Background/Purpose:

Gout, the leading cause of inflammatory arthritis, is becoming increasingly prevalent worldwide, affecting both developed and developing countries. This condition results from the deposition of uric acid crystals in joints and bursal tissues, particularly in individuals with hyperuricemia, causing intense inflammation and severe pain. In the joints, macrophages engulf MSU crystals, activating TLR2/4, which subsequently triggers the NLRP3 inflammasome and NF-κB activation.
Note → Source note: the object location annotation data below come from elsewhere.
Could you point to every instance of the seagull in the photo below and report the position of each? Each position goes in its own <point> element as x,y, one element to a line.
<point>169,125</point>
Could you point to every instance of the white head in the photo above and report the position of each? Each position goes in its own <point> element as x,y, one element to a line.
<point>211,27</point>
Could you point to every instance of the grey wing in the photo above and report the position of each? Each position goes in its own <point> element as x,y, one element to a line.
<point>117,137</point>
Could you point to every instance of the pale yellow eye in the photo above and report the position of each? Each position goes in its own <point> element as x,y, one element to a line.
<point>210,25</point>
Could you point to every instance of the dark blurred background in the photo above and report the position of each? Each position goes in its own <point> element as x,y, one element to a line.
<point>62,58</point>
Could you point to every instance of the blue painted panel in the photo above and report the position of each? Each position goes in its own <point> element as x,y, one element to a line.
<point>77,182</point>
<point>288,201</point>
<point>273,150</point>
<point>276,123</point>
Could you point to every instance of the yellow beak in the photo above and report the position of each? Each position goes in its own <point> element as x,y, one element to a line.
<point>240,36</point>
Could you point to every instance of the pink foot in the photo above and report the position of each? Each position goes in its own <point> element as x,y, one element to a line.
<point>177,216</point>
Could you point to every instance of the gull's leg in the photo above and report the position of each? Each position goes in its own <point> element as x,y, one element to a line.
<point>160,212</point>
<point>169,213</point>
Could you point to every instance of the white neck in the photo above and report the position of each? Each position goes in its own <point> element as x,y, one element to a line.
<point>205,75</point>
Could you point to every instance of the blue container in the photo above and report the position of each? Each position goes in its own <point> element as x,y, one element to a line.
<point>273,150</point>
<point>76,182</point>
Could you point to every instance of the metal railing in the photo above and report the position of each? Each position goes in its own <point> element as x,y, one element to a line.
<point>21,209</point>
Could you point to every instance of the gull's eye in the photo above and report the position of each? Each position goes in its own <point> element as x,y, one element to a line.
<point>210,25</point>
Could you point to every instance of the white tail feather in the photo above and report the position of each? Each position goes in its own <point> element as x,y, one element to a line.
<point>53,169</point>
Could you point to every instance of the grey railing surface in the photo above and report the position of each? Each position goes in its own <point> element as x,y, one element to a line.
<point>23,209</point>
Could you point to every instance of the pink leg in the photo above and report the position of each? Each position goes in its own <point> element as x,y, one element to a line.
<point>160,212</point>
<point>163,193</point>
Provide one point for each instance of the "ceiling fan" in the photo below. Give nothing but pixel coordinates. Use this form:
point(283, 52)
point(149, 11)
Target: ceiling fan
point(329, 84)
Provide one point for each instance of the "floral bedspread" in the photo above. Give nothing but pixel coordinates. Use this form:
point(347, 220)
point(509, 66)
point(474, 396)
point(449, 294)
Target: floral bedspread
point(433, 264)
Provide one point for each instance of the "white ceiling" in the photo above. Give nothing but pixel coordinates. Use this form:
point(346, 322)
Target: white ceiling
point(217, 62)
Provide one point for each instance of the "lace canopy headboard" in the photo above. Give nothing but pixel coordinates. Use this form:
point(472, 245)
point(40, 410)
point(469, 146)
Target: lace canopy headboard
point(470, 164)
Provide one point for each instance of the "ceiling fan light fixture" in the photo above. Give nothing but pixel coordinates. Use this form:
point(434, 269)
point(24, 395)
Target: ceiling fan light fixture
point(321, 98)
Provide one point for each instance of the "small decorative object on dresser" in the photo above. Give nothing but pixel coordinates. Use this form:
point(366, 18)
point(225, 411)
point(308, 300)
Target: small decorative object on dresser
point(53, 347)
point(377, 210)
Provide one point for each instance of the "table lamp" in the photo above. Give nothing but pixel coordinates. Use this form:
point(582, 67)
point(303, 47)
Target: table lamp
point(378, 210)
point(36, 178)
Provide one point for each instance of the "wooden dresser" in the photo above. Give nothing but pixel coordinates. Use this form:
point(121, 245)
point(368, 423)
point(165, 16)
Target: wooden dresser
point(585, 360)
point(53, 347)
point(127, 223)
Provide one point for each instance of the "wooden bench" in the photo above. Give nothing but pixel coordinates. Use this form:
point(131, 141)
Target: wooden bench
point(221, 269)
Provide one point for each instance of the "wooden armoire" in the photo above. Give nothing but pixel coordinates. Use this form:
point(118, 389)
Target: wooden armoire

IRAK4, a crucial kinase in the TLR/IL-1R signaling pathway, interacts with Myd88 to form the myddosome, initiating the production of proinflammatory cytokines via NF-κB activation. This leads to IL-1β secretion and neutrophil influx, resulting in inflammation and joint damage. In this study, we aimed to elucidate the anti-inflammatory mechanism of the IRAK4 inhibitor (PF06650833) by examining MSU-induced pro-inflammatory mediators in human PBMCs.

Methods: Human PBMCs were pretreated with 1 µM IRAK4 inhibitor (IRAK4i) overnight, followed by stimulation with 100 µg/ml MSU for either 30 minutes or 24 hours. Conditioned medium was collected for ELISA and RNA was extracted for qPCR to quantify levels of IL-1β, IL-18, TNF-α, IL-6, IL-8, and TGFβ. Cell lysates were prepared to analyze various TLR/IL-1β signaling proteins, including phosphorylated IRAK4, P38, ERK, and JNK. Phagocytosis was assessed using a Vybrant™ phagocytosis assay kit in PBMCs.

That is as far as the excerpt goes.